Ruang keluarga digambarkan sunyi. Seorang anak duduk bersila di lantai dengan wajah diterangi cahaya kebiruan dari layar tablet, sementara boneka koboi, dinosaurus plastik, dan figur mainan lain tergeletak tak tersentuh di sudut ruangan. Adegan ini menjadi pusat konflik dalam Toy Story 5.
Dalam film terbaru ini, ancaman bagi Woody dan kawan-kawan bukan lagi pengumpul mainan atau kotak penyimpanan berdebu. Mereka berhadapan dengan teknologi—dan kebiasaan anak yang kian terpaku pada gawai.
Sutradara Andrew Stanton mengatakan kepada Empire Magazine pada November 2025 bahwa film tersebut tidak semata-mata menampilkan pertarungan antara mainan dan gadget.

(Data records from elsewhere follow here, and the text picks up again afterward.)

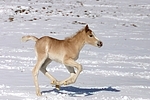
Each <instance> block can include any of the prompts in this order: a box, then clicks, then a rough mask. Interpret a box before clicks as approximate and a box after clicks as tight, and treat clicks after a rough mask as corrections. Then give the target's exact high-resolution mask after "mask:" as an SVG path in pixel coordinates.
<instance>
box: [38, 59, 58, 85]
mask: <svg viewBox="0 0 150 100" xmlns="http://www.w3.org/2000/svg"><path fill="white" fill-rule="evenodd" d="M51 62H52V60H51V59H49V58H47V59H46V60H45V62H44V63H43V65H42V67H41V68H40V70H41V72H42V73H43V74H44V75H45V76H47V77H48V78H49V79H50V80H51V81H52V82H51V84H57V80H56V79H55V78H54V77H53V76H52V75H51V74H50V73H48V71H47V70H46V67H47V65H48V64H49V63H51Z"/></svg>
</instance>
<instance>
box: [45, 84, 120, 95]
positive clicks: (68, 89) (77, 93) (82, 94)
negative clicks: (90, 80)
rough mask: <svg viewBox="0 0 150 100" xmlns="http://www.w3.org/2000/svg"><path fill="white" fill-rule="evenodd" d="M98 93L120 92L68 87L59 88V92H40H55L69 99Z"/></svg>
mask: <svg viewBox="0 0 150 100" xmlns="http://www.w3.org/2000/svg"><path fill="white" fill-rule="evenodd" d="M100 91H109V92H120V90H117V89H115V88H112V87H107V88H96V87H94V88H81V87H74V86H68V87H61V88H60V90H57V89H53V90H49V91H42V93H51V92H56V93H58V94H66V95H69V96H71V97H76V96H90V95H93V94H94V93H95V92H100Z"/></svg>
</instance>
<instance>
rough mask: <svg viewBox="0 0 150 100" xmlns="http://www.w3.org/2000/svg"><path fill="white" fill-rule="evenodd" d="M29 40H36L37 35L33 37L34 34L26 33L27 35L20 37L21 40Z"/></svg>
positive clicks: (33, 40) (35, 41) (35, 40)
mask: <svg viewBox="0 0 150 100" xmlns="http://www.w3.org/2000/svg"><path fill="white" fill-rule="evenodd" d="M29 40H33V41H35V42H36V41H37V40H38V38H37V37H35V36H30V35H27V36H23V37H22V41H23V42H27V41H29Z"/></svg>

Menurutnya, inti cerita justru berada pada “realisasi masalah eksistensial: tak ada lagi yang benar-benar bermain dengan mainan.”
Cerita berangkat ketika Bonnie, pemilik para mainan, menerima perangkat mirip tablet. Jessie, Rex, Forky, serta gengnya harus menghadapi kenyataan bahwa dunia tempat mereka selama ini bermakna telah berubah.
Tema yang diangkat Pixar dinilai dekat dengan kegelisahan banyak orang tua. Psikiater anak sekaligus penulis Why We Suffer and How We Heal, Suzan Song, menilai film ini menyentuh persoalan yang sulit diucapkan banyak keluarga.
“Anak-anak tidak seharusnya tumbuh terutama di dalam dunia algoritmik,” kata Song.
Song menekankan anak membutuhkan ruang untuk merasa bosan, canggung, dan menemukan cara sendiri untuk bersenang-senang. Ia menyamakan otak dengan otot yang perlu dilatih. Tanpa ruang semacam itu, kemampuan sosial dan kreativitas anak, menurutnya, dapat terkikis perlahan.